Releases · itext/itext-pdfocr-java

01 Apr 08:39

nanouh

5.0.0

2cdd189

pdfOCR 5.0.0 Latest

Latest

This release of the pdfOCR add-on for iText Core not only supports PaddleOCR and EasyOCR models, but also offers some huge performance improvements and general OCR improvements across the board. Therefore it’s significant enough to warrant a major release version, bumping the version number to 5.0.0.

PaddleOCR/EasyOCR Model Support

The ML-based OCR engine is extended to include support for pretrained ONNX PaddleOCR and EasyOCR models, adding to the docTR models already supported.

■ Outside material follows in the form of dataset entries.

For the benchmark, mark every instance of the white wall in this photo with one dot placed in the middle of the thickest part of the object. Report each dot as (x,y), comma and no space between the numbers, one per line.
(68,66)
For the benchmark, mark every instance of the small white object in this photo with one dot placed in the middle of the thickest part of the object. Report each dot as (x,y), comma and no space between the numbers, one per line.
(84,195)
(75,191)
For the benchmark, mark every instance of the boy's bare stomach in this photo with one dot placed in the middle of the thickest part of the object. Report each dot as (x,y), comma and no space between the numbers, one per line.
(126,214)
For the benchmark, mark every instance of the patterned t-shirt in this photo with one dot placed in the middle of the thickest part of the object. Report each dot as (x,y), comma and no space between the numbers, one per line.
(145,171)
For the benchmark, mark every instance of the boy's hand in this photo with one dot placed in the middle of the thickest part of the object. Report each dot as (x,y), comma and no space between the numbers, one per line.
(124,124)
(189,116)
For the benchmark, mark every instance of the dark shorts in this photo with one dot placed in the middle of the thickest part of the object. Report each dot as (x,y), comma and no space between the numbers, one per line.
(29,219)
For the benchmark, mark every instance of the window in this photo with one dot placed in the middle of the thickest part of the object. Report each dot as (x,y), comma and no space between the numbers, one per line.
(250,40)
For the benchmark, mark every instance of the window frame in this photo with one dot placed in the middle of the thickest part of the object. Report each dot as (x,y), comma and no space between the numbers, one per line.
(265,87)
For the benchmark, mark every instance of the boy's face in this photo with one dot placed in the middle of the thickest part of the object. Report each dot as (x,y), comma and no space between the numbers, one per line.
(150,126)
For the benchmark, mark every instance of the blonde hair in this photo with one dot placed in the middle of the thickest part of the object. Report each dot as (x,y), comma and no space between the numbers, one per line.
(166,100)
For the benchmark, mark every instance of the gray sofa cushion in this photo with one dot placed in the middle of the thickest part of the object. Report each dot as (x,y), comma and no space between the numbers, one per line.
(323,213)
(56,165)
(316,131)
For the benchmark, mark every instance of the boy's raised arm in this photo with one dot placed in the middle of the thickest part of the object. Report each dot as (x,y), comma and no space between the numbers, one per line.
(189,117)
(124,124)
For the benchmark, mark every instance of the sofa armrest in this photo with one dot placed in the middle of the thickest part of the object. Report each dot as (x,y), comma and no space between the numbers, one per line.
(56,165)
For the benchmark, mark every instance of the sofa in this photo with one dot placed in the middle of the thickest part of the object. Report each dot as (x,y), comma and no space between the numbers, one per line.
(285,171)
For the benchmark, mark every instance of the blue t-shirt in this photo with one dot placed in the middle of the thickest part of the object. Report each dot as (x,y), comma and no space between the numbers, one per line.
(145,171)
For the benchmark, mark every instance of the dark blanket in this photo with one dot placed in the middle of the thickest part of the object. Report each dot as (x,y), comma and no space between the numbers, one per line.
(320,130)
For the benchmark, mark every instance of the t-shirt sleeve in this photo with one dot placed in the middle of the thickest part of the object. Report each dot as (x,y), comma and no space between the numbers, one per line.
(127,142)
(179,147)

In our ongoing OCR tests, these models perform extremely well over a wide range of use cases and have extensive language support.

We are now maintaining a HuggingFace repository where you can download many compatible models to get started quickly. You’re free to experiment with alternative models, though some models will need to be converted to the ONNX format to work with pdfOCR’s ONNX engine. The PaddleOCR documentation has details on converting PaddleOCR models to ONNX format, however, EasyOCR does not provide official documentation on converting models.

GPU Acceleration

Optional GPU acceleration is also now enabled for pdfOCR’s ONNX engine, which not only lets the CPU handle other tasks but can also result in major performance gains.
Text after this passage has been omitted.